Berlin's Akademie der Künste is currently exhibiting facsimiles of Heinrich Mann's correspondence. Nut just any old correspondence, mind, but letters found in a suitcase in Prague. Mann's daughter Leonie had left it with friends when she fled the city in 1968 - and then seems to have forgotten about it. The case contained 16 letters from Heinrich Mann, 91 letters to him and various other personal documents. 48 of the letters were written by the French Germanist Félix Bertaux from 1922 to 1928.

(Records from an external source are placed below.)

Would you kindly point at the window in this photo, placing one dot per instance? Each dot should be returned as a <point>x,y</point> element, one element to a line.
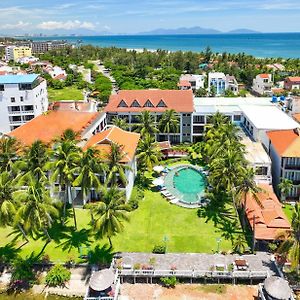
<point>148,104</point>
<point>135,104</point>
<point>161,103</point>
<point>122,104</point>
<point>237,118</point>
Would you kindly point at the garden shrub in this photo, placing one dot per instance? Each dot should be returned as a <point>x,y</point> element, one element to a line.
<point>58,276</point>
<point>169,282</point>
<point>159,249</point>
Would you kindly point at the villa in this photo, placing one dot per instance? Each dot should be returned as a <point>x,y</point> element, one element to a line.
<point>128,104</point>
<point>267,218</point>
<point>284,150</point>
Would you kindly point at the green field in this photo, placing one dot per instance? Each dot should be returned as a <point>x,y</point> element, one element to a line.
<point>149,224</point>
<point>67,93</point>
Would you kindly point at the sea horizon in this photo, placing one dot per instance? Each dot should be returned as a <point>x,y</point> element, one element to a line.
<point>285,45</point>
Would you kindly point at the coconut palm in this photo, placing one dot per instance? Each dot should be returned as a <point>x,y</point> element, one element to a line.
<point>65,158</point>
<point>148,152</point>
<point>110,213</point>
<point>146,124</point>
<point>34,161</point>
<point>121,123</point>
<point>88,171</point>
<point>37,210</point>
<point>290,245</point>
<point>285,186</point>
<point>169,122</point>
<point>116,166</point>
<point>8,153</point>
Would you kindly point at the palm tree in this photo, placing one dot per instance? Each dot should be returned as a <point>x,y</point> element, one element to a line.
<point>146,124</point>
<point>121,123</point>
<point>169,122</point>
<point>115,165</point>
<point>110,213</point>
<point>290,245</point>
<point>88,171</point>
<point>285,186</point>
<point>148,152</point>
<point>65,158</point>
<point>34,161</point>
<point>37,210</point>
<point>8,153</point>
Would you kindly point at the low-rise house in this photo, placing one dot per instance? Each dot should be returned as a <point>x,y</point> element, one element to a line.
<point>196,81</point>
<point>128,142</point>
<point>292,83</point>
<point>22,98</point>
<point>284,150</point>
<point>262,84</point>
<point>128,104</point>
<point>265,215</point>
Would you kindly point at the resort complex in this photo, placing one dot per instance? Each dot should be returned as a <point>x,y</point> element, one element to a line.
<point>118,181</point>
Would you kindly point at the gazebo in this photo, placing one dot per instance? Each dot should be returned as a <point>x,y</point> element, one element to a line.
<point>276,288</point>
<point>101,283</point>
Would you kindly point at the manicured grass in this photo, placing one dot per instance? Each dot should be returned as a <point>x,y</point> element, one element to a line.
<point>67,93</point>
<point>149,224</point>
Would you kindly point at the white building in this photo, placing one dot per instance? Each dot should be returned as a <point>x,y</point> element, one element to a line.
<point>22,98</point>
<point>196,81</point>
<point>262,85</point>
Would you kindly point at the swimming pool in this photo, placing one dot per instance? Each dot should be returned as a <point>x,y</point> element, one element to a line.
<point>186,183</point>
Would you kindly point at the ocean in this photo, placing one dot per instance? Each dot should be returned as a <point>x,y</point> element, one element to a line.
<point>286,45</point>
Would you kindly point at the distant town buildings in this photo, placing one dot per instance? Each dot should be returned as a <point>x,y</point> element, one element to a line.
<point>292,83</point>
<point>262,85</point>
<point>17,52</point>
<point>22,98</point>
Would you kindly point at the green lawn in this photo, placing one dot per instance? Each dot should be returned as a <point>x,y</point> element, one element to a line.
<point>67,93</point>
<point>154,219</point>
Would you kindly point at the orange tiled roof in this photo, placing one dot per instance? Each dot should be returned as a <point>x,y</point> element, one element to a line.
<point>297,117</point>
<point>285,142</point>
<point>294,79</point>
<point>180,101</point>
<point>51,125</point>
<point>264,76</point>
<point>269,217</point>
<point>102,141</point>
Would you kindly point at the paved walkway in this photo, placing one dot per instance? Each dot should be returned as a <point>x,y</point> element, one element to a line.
<point>198,261</point>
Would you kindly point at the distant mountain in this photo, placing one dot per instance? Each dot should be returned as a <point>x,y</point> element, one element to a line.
<point>182,30</point>
<point>194,30</point>
<point>242,30</point>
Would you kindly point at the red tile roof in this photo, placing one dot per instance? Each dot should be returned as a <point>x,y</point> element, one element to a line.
<point>51,125</point>
<point>264,76</point>
<point>268,217</point>
<point>285,142</point>
<point>180,101</point>
<point>103,140</point>
<point>294,79</point>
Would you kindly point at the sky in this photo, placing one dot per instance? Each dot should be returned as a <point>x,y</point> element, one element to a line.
<point>132,16</point>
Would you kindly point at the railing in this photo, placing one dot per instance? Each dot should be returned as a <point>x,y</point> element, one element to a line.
<point>195,273</point>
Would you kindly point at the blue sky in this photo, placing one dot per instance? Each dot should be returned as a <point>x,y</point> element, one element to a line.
<point>121,16</point>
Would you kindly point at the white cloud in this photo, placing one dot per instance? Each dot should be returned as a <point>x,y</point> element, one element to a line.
<point>68,25</point>
<point>19,25</point>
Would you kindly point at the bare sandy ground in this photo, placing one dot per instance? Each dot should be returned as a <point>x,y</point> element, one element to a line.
<point>187,292</point>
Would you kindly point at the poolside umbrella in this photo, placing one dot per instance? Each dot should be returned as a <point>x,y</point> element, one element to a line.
<point>158,181</point>
<point>277,288</point>
<point>102,280</point>
<point>158,169</point>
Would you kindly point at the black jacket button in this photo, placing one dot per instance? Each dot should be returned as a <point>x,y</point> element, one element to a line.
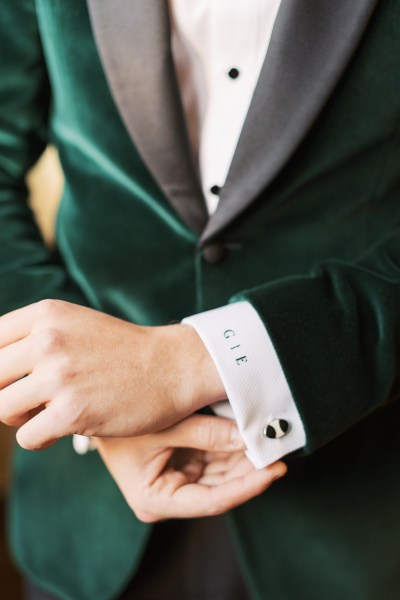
<point>214,253</point>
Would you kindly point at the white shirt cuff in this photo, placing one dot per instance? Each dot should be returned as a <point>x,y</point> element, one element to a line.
<point>258,393</point>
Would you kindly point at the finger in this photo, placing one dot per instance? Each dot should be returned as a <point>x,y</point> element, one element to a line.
<point>220,462</point>
<point>16,361</point>
<point>196,500</point>
<point>203,432</point>
<point>46,427</point>
<point>19,401</point>
<point>16,325</point>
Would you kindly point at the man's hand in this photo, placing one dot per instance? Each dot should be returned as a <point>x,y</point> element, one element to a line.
<point>194,469</point>
<point>65,369</point>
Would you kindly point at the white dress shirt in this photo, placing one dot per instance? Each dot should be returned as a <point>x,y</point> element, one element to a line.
<point>219,47</point>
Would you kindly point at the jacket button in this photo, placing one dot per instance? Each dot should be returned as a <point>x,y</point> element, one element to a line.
<point>276,429</point>
<point>214,253</point>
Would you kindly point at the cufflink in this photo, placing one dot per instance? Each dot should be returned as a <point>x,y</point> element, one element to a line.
<point>276,429</point>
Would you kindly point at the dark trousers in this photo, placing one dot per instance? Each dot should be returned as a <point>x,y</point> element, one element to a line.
<point>185,560</point>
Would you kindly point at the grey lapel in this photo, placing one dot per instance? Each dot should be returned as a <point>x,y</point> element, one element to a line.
<point>133,39</point>
<point>312,42</point>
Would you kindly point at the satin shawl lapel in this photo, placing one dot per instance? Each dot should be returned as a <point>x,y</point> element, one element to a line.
<point>312,42</point>
<point>133,39</point>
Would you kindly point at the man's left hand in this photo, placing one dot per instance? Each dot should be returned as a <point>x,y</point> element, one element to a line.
<point>66,369</point>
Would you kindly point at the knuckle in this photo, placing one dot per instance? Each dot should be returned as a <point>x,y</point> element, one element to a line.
<point>144,517</point>
<point>47,308</point>
<point>49,341</point>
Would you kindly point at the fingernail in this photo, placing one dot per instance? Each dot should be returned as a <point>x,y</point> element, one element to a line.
<point>236,439</point>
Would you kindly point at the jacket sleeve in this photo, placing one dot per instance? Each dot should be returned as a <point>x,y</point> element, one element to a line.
<point>337,335</point>
<point>28,270</point>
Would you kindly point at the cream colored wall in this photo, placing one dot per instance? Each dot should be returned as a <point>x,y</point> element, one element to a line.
<point>45,182</point>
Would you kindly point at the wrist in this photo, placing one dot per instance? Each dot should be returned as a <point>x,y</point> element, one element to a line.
<point>198,380</point>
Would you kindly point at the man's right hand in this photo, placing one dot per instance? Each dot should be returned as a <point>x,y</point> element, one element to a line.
<point>196,468</point>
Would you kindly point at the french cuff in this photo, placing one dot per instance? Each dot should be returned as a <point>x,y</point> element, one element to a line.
<point>259,396</point>
<point>82,444</point>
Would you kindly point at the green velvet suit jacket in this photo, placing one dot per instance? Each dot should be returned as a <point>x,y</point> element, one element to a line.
<point>309,221</point>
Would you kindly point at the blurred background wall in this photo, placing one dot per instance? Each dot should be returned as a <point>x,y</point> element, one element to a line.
<point>45,184</point>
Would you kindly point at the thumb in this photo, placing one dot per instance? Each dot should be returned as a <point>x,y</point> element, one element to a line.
<point>204,432</point>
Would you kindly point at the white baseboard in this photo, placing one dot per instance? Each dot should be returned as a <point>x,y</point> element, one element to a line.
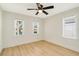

The case was found and handed over nearly five years ago, but the Czech government considered it had a claim to the documents and has only now released them for use. Now researchers are hoping to find forgotten suitcases from Heinrich Mann's hurried escape from Berlin in 1933 - so if you live in Uhlandstraße you might want to check in the cellar. Michael Lentz' novel Pazifik Exil, incidentally, describes a later stage of Mann's journey from France to the USA - most amusingly - as well as the lives of Franz Werfel, Thomas Mann, Arnold Schönberg and Leon Feuchtwanger in their, um, Pacific exile. But Lentz doesn't seem to know where that other elusive suitcase went either.
1 comment:
What a great find!
Anyone interested in Heinrich Mann's "Pacific Exile" must read Salka Viertel's memoir "The Kindness of Strangers". There is a wonderful scene where Salka hosts a birthday celebration for Heinrich at her home in Santa Monica, and his more famous brother shows up to make a toast.